Null references redux

Walter Bright newshound1 at digitalmars.com
Sat Sep 26 14:08:32 PDT 2009


Denis Koroskin wrote:
 > On Sat, 26 Sep 2009 22:30:58 +0400, Walter Bright
 > <newshound1 at digitalmars.com> wrote:
 >> D has borrowed ideas from many different languages. The trick is to
 >> take the good stuff and avoid their mistakes <g>.
 >
 > How about this one:
 > 
http://sadekdrobi.com/2008/12/22/null-references-the-billion-dollar-mistake/ 

 >
 >
 > :)

I think he's wrong.

Getting rid of null references is like solving the problem of dead 
canaries in the coal mines by replacing them with stuffed toys.

It all depends on what you prefer a program to do when it encounters a 
program bug:

1. Immediately stop and produce an indication that the program failed

2. Soldier on and silently produce garbage output

I prefer (1).

Consider the humble int. There is no invalid value such that referencing 
the invalid value will cause a seg fault. One case is an uninitialized 
int is set to garbage, and erratic results follow.
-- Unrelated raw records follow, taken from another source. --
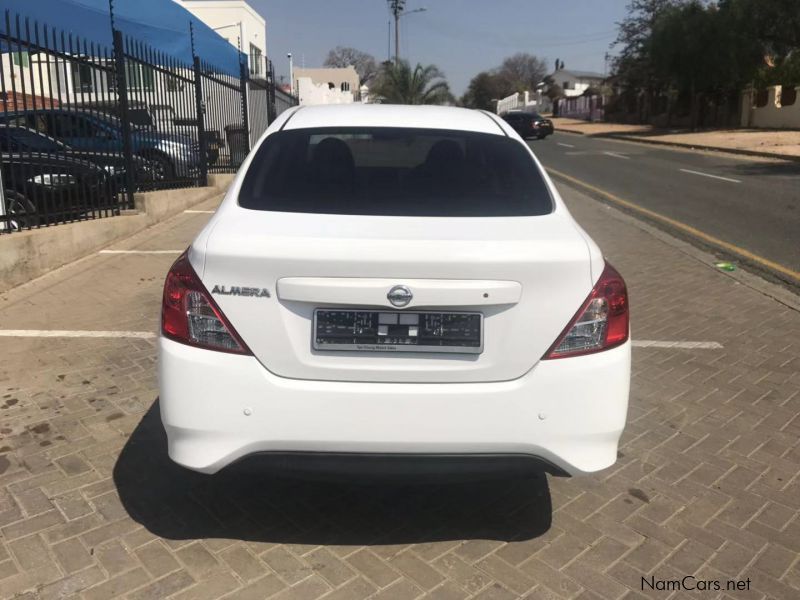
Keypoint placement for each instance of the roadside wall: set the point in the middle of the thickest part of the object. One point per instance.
(778, 113)
(25, 255)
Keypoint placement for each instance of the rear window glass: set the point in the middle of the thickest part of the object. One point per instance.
(394, 171)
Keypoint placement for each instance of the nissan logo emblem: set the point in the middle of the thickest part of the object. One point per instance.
(399, 295)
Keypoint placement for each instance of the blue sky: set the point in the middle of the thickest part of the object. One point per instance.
(462, 37)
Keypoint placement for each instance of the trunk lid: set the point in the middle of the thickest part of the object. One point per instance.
(526, 275)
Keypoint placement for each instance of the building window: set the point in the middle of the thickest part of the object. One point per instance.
(139, 77)
(21, 59)
(82, 78)
(255, 60)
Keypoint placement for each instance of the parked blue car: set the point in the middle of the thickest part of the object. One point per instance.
(171, 156)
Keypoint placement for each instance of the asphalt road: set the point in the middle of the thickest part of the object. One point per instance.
(752, 204)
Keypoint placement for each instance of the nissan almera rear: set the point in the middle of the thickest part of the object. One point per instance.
(395, 282)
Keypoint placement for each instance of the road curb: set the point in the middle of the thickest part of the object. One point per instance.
(752, 275)
(679, 145)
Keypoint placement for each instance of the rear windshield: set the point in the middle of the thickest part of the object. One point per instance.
(394, 171)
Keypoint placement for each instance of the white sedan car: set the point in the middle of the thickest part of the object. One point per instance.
(394, 285)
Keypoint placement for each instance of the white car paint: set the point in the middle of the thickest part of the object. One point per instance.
(527, 276)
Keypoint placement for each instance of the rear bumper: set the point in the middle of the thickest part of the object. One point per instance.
(217, 408)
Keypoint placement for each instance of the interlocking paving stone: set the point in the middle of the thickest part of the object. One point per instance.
(707, 481)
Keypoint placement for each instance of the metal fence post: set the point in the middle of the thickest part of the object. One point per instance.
(272, 111)
(122, 96)
(243, 77)
(200, 108)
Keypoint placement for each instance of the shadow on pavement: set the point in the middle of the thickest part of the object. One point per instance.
(244, 502)
(767, 168)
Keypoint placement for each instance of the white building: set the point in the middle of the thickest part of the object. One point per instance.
(237, 22)
(327, 85)
(574, 83)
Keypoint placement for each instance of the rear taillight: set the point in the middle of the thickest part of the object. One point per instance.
(189, 315)
(600, 324)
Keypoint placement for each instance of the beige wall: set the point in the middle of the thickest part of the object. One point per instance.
(337, 77)
(774, 114)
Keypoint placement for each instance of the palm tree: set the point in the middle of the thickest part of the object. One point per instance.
(399, 84)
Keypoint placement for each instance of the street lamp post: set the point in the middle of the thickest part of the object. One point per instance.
(291, 73)
(398, 10)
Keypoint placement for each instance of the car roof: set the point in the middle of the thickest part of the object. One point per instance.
(394, 115)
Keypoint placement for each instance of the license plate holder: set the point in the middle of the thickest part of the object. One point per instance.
(369, 330)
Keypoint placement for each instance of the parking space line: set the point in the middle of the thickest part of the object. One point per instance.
(710, 239)
(75, 333)
(68, 333)
(710, 175)
(140, 251)
(681, 345)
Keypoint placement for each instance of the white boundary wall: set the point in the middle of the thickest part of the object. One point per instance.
(774, 114)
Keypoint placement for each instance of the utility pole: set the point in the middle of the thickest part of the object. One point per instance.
(397, 7)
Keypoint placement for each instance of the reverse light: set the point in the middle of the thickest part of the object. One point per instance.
(190, 316)
(601, 323)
Another is that (in 
D) ints are default initialized to 0. 0 may or may not be what the logic 
of the program requires, and if it isn't, again, silently bad results 
follow.

Consider also the NaN value that floats are default initialized to. This 
has the nice characteristic of you know your results are bad if they are 
NaN. But it has the bad characteristic that you don't know where the NaN 
came from. Don corrected this by submitting a patch that enables the 
program to throw an exception upon trying to use a NaN. Then, you know 
exactly where your program went wrong.

It is exactly analogous to a null pointer exception. And it's darned useful.